先陣を切っていたリリアナが、神殿の重く大きな扉を、開けようと踏ん張っていた。
ロロが走りながら、影の触手を扉の取っ手に巻き付け、一気に扉を開け放つ。
リリアナは、脇目も振らず、神殿の奥へと駆けてゆく。
開いた扉から、中を見る、一同。
ティナ・シールが立ち尽くし。
ムラサメが、目を伏せる。
がしゃどくろが、固まる。
アイが、目を見開く。
ロロはいつの間にか、その場で膝を付いていた。
神殿の最奥。
大きな白蛇の土地神様の像。
その手前に。
鋭く尖った、巨大な氷塊。
その根元では、リリアナが茫然としている。
氷塊は、大量の血に塗れていた。
ロロは、氷塊の先端を見上げる。
そこには、氷塊に胸を貫かれた。
デイズの、死体があった。
ロロは、氷塊へと近寄る。
見上げれば、愛しい妻の、動かなくなった身体。
「デ、イズ……」
ロロは、呟いた。
それしか、できなかった。
その瞬間、反射的に考えたのは、デイズを眷属にすること。
だが、すぐに思い出す。
眷属は、もうこれ以上作れない。
相手がただの一般市民ならば可能かもしれないが、デイズは最早、英雄の域に達している。
そのデイズを眷属にできるほどのキャパシティは、もうない。
そこに、後ろからロロを抱きしめる、あたたかいなにか。
肩越しに振り向くと、リリアナとティナ・シールが、いてくれた。
アイも、ロロの肩の上に止まり、潤む瞳でロロを見つめている。
ティナ・シールが言う。
「ロロ様。
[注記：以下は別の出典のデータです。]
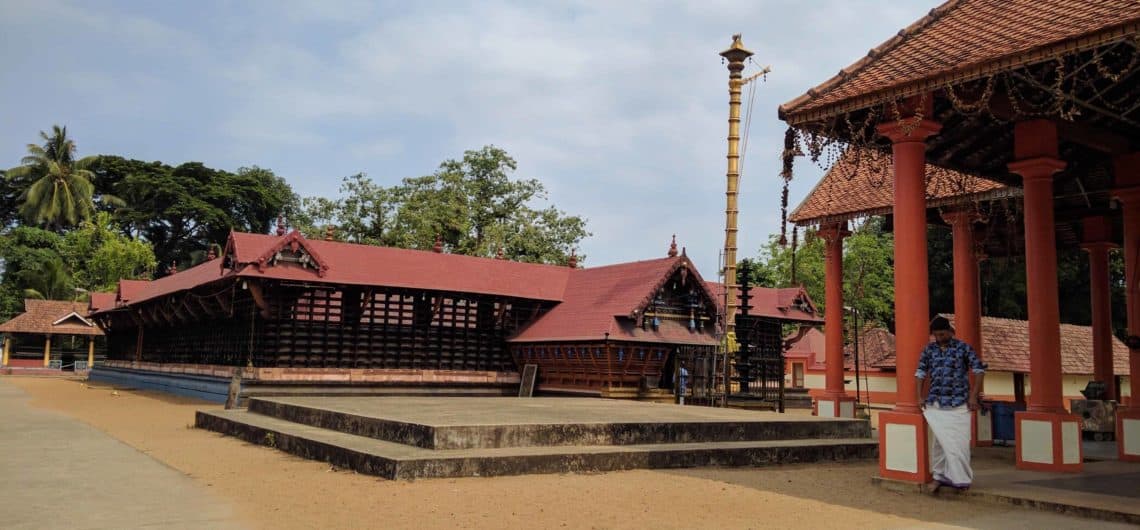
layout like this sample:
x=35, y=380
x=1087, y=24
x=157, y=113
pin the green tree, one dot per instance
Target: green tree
x=472, y=204
x=99, y=255
x=868, y=270
x=60, y=193
x=181, y=211
x=31, y=268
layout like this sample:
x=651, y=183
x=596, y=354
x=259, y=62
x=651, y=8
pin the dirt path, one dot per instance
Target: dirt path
x=271, y=489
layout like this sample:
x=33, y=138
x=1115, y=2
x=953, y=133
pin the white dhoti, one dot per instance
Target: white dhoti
x=950, y=454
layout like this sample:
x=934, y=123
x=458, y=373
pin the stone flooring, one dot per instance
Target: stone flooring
x=1106, y=490
x=416, y=438
x=458, y=412
x=58, y=472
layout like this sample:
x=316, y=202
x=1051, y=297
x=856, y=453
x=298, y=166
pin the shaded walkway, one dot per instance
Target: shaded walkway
x=62, y=473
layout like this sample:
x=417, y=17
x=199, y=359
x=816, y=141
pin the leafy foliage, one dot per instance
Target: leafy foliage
x=471, y=203
x=99, y=255
x=59, y=192
x=868, y=270
x=182, y=210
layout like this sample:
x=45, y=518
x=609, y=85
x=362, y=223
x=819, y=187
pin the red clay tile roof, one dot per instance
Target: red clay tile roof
x=54, y=317
x=861, y=184
x=129, y=290
x=602, y=300
x=589, y=299
x=962, y=40
x=1006, y=348
x=786, y=303
x=876, y=350
x=812, y=348
x=100, y=301
x=367, y=265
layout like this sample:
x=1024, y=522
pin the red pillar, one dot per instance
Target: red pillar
x=1128, y=181
x=968, y=301
x=1048, y=438
x=967, y=290
x=835, y=401
x=903, y=450
x=1097, y=241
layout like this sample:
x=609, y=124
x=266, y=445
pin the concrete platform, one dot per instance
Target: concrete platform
x=409, y=438
x=473, y=423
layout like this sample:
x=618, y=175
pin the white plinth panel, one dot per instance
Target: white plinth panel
x=1036, y=441
x=902, y=448
x=985, y=426
x=1071, y=442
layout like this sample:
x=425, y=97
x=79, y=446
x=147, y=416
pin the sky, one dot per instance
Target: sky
x=618, y=107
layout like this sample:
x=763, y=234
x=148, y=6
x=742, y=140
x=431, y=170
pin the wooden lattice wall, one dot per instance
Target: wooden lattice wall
x=282, y=325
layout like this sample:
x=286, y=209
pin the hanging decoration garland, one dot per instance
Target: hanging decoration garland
x=1039, y=90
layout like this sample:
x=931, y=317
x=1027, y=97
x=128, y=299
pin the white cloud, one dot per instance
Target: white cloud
x=618, y=107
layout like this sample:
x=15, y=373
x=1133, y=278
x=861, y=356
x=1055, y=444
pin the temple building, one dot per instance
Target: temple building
x=1004, y=342
x=296, y=311
x=1037, y=98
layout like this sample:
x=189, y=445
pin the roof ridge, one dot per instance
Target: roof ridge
x=885, y=47
x=626, y=263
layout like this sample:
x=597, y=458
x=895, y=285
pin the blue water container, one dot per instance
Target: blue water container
x=1002, y=413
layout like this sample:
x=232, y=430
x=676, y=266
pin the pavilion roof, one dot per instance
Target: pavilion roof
x=51, y=317
x=811, y=348
x=962, y=40
x=861, y=184
x=1006, y=348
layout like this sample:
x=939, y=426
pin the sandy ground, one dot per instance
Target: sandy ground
x=271, y=489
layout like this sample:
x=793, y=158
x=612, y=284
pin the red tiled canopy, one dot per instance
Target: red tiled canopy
x=861, y=184
x=51, y=317
x=962, y=40
x=1006, y=348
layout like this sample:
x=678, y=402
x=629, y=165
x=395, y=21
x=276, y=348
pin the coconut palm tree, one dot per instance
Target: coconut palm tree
x=60, y=192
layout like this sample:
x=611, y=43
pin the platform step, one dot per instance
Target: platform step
x=396, y=461
x=546, y=422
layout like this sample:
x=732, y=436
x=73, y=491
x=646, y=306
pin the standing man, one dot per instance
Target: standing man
x=947, y=402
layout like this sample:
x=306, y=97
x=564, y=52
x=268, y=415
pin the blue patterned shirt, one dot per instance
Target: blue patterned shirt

デイズさん、降ろしてあげましょう。
あんな、あんなところに、いさせるなんて……」
ロロの背中に抱き着き、涙を流す、ティナ・シールとリリアナ。
ロロは、氷塊を見上げる。
そしてロロは、細い触手を数本、影から出した。
それは、血に塗れた氷塊を伝い。
デイズの元へと辿り着く。
そっと、そっと、持ち上げる。
もうこれ以上、傷つかないように。
触手の上に乗せられ、ゆっくりと降りてくる、デイズの遺体。
血の気の無い、青白い肌。
学園の制服の白いブレザーは、血で汚れてしまっている。
口からも血が流れていた。
ロロは、その腕の中にデイズを受け止める。
ロロは黙って、デイズを見ていた。
ロロたちは、神殿の中から歩み出る。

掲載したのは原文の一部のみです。